Lei si è occupato molto di lui in questi due anni?
«Per me, tutti i giorni, il primo pensiero era Francesco. Sempre, dalla mattina quando mi svegliavo. Condividevo anche tutta la sua profondità. Lui mi ha lasciato molte cose. Io avevo troppa fiducia in lui. Lì ho sbagliato».
Lei sa descrivermi il suo dolore?
«Con lui non c'era solo un legame di sangue. Era un legame d'amore. Oggi mi manca anche fisicamente. Ho un blocco nello stomaco. So che questo dolore durerà per sempre».
Dove trova la forza per convivere con questo dolore?
«Non ho una risposta. Il dolore è costante, il pensiero è costante. E io non voglio che si affievolisca. Lo difendo questo dolore. Se avessi potuto io avrei voluto essere al suo posto. L'amore che avevo con lui era speciale, indescrivibile. Da quando è stato male è sempre cresciuto».
Lei ha altri due figli
«Si, li adoro. Ma l'amore per Francesco era particolare».
Che bambino era Francesco?
«Un bambino dolcissimo. Leggeva molto. Disegnava. Da piccolissimo leggeva Dante e voleva visitare i musei di Barcellona».
In questi ultimi mesi soffriva molto?
«Si, soffriva. Lui piangeva, io lo abbracciavo».
Tra i fratelli che rapporti c'erano?
«Il fratello al contrario di me pensava che avesse bisogno di farmaci. Erano molto legati».
La famiglia aiuta quando avvengono queste tragedie?
«Anche senza dircelo ci teniamo per mano. I miei due figli, mia moglie. Loro mi danno forza».
Cosa vorrebbe oggi?
«Io vorrei solo sapere che mio figlio stia bene».
Lei era in casa quando Francesco si è gettato dalla finestra?
«Quando è successo ero con lui. Ho visto che era in corso questa crisi paranoica. Ho chiamato il medico. Gli abbiamo dato i farmaci. Ma i farmaci non fanno effetto subito. Il pomeriggio si è messo a dormire. Poi ha detto che voleva fare una passeggiata. Sembrava tranquillo. Siamo andati insieme, mi ha chiesto di non parlare. Dopo 300 metri è voluto rientrare. Io sono andato un attimo in camera mia. Un attimo, proprio un attimo. E lui in quell'attimo ha aperto la finestra e».
Aveva deciso così...
«Quando aveva queste crisi non era in lui. Di solito io lo abbracciavo, lo stringevo. Se lo avessi abbracciato anche questa volta».
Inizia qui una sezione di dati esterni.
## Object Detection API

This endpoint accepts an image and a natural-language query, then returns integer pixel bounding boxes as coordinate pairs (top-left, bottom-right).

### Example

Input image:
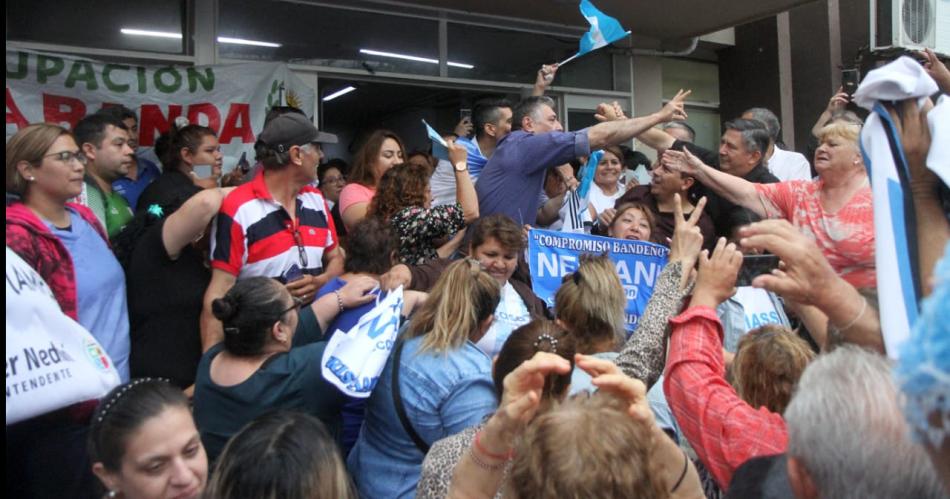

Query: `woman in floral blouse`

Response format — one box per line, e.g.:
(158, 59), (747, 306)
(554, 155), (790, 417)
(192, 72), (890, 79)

(368, 142), (478, 265)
Che rapporto sente di avere oggi con lui?
«Io sono connesso con lui. Qualunque cosa faccia io rivedo lui, le cose che abbiamo fatto insieme, sento le cose che ci dicevamo, ripenso alle sue parole, alle sue idee. Ho un pensiero fisso: ricongiungermi a lui».
Che speranza le resta?
«Che il dolore, che è pieno d'amore, resti: ma resti solo come amore».